= Samuel Morton Savage =

English nonconformist minister and dissenting tutor

Samuel Morton Savage (1721–1791) was an English nonconformist minister and dissenting tutor.

==Life==

He was born in London on 19 July 1721. His grandfather, John Savage, was pastor of the Seventh Day Baptist church, Mill Yard, Goodman's Fields. Savage was related to Hugh Boulter.

Savage first thought of medicine, and spent a year or two with his Uncle Toulmin, an apothecary, in Old Gravel Lane, Wapping. Through the influence of Isaac Watts he entered the Fund Academy, under John Eames. In 1744, while still a pupil, he was made assistant tutor in natural science and classics by the trustees of William Coward, a post he retained until the reconstruction of the academy in 1762; from the time of his marriage (1752) the lectures were delivered at his house in Wellclose Square.

Meanwhile, in December 1747, Savage became assistant minister at Duke's Place, Bury Street, St Mary Axe, to the independent congregation of which Watts had been pastor. He was ordained there as co-pastor to Samuel Price in 1753, and became sole pastor on 2 January 1757. In addition he held the office of afternoon preacher (1759–1766) and Thursday lecturer (1760–7) to the presbyterian congregation in Hanover Street under Jabez Earle. He was Friday lecturer (1761–90) at Little St. Helen's, and afternoon preacher (1769–75) at Clapham.

On the death of David Jennings, the Coward trustees moved the academy to a house in Hoxton Square, formerly the residence of Daniel Williams.
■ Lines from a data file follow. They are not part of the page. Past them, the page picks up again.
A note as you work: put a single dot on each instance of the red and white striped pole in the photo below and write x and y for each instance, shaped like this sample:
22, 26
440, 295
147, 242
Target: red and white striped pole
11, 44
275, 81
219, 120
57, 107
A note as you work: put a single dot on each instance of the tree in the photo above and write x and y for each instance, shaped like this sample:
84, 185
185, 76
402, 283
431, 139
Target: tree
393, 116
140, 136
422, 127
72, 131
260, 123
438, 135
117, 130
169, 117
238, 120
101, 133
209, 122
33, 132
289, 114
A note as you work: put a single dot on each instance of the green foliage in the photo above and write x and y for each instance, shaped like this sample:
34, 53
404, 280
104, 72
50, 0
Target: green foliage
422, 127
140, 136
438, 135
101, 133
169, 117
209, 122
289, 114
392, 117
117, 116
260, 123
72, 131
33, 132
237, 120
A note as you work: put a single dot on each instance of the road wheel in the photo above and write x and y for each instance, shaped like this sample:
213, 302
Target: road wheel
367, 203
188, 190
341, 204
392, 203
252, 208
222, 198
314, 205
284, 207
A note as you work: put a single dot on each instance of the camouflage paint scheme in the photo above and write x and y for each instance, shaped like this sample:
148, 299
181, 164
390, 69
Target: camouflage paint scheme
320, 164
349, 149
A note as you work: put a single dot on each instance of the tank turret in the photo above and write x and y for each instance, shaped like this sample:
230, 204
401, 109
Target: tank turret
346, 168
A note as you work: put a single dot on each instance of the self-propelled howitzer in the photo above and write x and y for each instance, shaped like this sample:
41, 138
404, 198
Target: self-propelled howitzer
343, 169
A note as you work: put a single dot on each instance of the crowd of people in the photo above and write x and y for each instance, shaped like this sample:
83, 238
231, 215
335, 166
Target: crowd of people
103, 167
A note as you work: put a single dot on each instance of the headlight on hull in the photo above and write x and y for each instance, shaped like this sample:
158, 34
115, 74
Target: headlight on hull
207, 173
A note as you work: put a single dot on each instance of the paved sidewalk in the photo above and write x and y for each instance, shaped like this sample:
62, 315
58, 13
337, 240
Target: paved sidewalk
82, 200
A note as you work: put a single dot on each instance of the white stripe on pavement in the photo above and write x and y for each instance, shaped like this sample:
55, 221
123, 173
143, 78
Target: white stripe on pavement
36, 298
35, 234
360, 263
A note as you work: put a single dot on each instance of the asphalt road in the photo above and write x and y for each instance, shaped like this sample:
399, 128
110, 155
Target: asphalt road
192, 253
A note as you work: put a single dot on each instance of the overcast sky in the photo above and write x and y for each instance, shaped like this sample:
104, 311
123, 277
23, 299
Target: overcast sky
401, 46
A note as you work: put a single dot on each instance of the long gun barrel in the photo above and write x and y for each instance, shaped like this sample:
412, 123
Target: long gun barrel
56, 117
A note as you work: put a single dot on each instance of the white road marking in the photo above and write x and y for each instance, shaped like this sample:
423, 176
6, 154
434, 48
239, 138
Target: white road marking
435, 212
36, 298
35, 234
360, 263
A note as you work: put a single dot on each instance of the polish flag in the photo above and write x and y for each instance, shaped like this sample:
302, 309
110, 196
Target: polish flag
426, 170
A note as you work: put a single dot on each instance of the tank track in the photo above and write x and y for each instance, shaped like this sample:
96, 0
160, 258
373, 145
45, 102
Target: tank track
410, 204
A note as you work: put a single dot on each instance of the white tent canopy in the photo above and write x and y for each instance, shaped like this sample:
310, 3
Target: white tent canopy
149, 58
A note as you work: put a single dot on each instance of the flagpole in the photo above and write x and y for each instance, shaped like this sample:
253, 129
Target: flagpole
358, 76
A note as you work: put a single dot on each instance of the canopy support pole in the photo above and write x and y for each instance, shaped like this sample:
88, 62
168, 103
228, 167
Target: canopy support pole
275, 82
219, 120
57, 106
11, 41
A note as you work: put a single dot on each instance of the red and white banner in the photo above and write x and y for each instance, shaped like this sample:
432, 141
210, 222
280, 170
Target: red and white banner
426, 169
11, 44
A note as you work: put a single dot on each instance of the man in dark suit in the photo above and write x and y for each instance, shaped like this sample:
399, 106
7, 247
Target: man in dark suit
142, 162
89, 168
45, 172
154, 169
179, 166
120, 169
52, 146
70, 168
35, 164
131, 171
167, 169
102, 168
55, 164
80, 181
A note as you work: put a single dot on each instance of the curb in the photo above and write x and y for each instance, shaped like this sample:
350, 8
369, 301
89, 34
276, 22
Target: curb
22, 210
Savage was placed in 1762 in the divinity chair, his colleagues in other branches being Andrew Kippis, and Abraham Rees (Savage was a Calvinist, Rees an Arian, Kippis a Socinian). Kippis resigned in 1784. Savage, who had been made B.D. by King's College, Aberdeen, on 28 April 1764, and D.D. by Marischal College, Aberdeen, in November 1767, held on until midsummer 1785, when the Hoxton academy was dissolved.

Like Jennings, Savage, though an orthodox Presbyterian, was a non-subscriber; he was one of the originators of the appeal to parliament in 1772 which resulted in the amendment (1779) of the Toleration Act, substituting a declaration of adhesion to the scriptures in place of a subscription to the doctrinal part of the Anglican articles. He resigned his congregation at Christmas 1787; his ministry, though prolonged, had not been popular. A bookish man, he avoided society, and buried himself in his ample library. He died on 21 February 1791 of a contraction of the œsophagus; unable to take food, he starved to a skeleton. He was buried in Bunhill Fields.

==Works==

Savage published eight single sermons (1757–82), including ordination discourses for William Ford (1757) and Samuel Wilton (1766), and funeral discourses for David Jennings (1762) and Samuel Wilton (1778). A posthumous volume of Sermons (1796) was edited, with a life, by Joshua Toulmin.

==Family==
Savage married first, in 1752, the only daughter (d. 1763) of George Houlme, stockbroker, of Hoxton Square; secondly, in 1770, Hannah Wilkin, who survived him. By his first marriage he left two daughters.